Pastor é flagrado ameaçando pessoas em situação de rua durante discurso na Câmara de Divinópolis

Um vídeo gravado na Câmara de Vereadores de Divinópolis, em Minas Gerais, mostra o pastor Wilson Botelho fazendo ameaças diretas a pessoas em situação de rua durante um pronunciamento público. Na gravação, ele afirma frases como: “Você não fica aqui… se você atravessar aquela ponte, amanhã às 4 horas da tarde eu vou fazer seu sepultamento” e “É só eu dar uma ligada e você toma dois tiros na cabeça”.

As declarações ocorreram em meio a denúncias de práticas de expulsão e “higienização social” registradas em diferentes cidades brasileiras. O Ministério Público apura suspeitas de transporte compulsório, remoções irregulares e abordagens forçadas — condutas proibidas desde 2023 pelo Supremo Tribunal Federal (STF).

Após a repercussão, Botelho disse ter sido “mal interpretado” e classificou seu discurso como “infeliz”, afirmando que não costuma agir dessa forma e que jamais maltratou pessoas em situação de rua.

As investigações incluem relatos de ameaças por autoridades municipais, vídeos de prefeitos confrontando moradores de rua e denúncias de que cidades vêm utilizando a oferta de passagens de ônibus — permitida apenas em casos emergenciais — para afastar pessoas consideradas indesejadas do espaço urbano.

Em Divinópolis, a prefeitura financiou 564 passagens nos últimos seis meses. Já em Chapecó (SC), uma vistoria identificou falhas graves em unidades de acolhimento e o uso de guardas municipais armados na internação de pessoas em situação de rua.

Especialistas alertam que tais medidas configuram violação constitucional, pois restringem o direito de circulação garantido a todos os cidadãos. Promotores afirmam que prefeituras podem ser responsabilizadas caso continuem adotando práticas de expulsão e remoção forçada.

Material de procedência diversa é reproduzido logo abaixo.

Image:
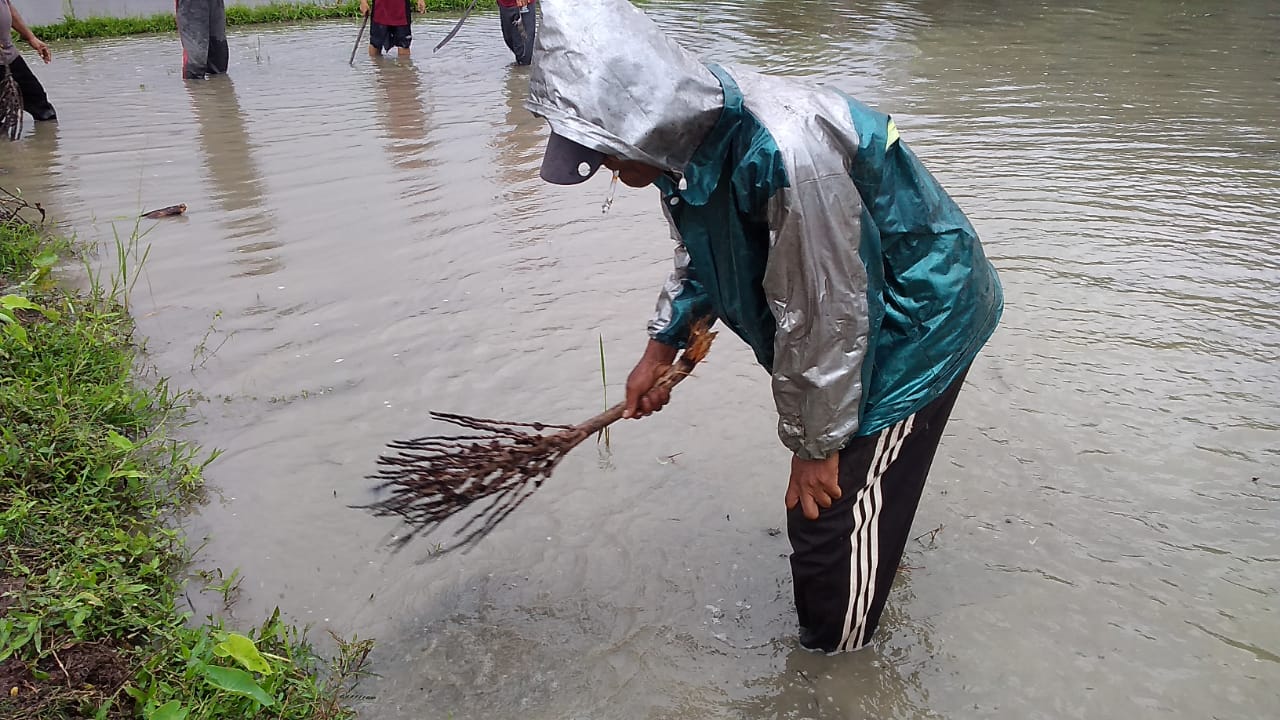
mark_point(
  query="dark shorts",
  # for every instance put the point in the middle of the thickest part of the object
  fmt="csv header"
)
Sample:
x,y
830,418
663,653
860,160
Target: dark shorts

Casos em Minas Gerais e Santa Catarina
No município mineiro, a prefeitura afirma que utiliza passagens apenas quando solicitadas. No entanto, relatos contestam a prática. Aparecida Araújo, de 60 anos, enviada para Oliveira, afirma não ter vínculos com a cidade nem recebido orientação sobre trabalho ou serviços.

Em Santa Catarina, denúncias também apontam ameaças. Em Balneário Camboriú, a prefeita Juliana Pavan aparece em vídeo confrontando pessoas em situação de rua e afirmando que “na rua, aqui, a gente não vai aceitar ninguém”.

Proibição do STF
Em 2023, o STF barrou qualquer forma de remoção forçada ou transporte compulsório, inclusive de refugiados. Ainda assim, levantamento indica que cidades de ao menos 18 estados adotaram condutas semelhantes, justificando-as por questões relacionadas ao uso de álcool e drogas.

Especialistas afirmam que tais medidas são inconstitucionais e normalmente associadas a políticas higienistas, voltadas a retirar populações vulneráveis de áreas centrais sem oferecer solução efetiva.

As prefeituras citadas na reportagem declaram realizar ações de reinserção social e programas voltados a pessoas em situação de rua.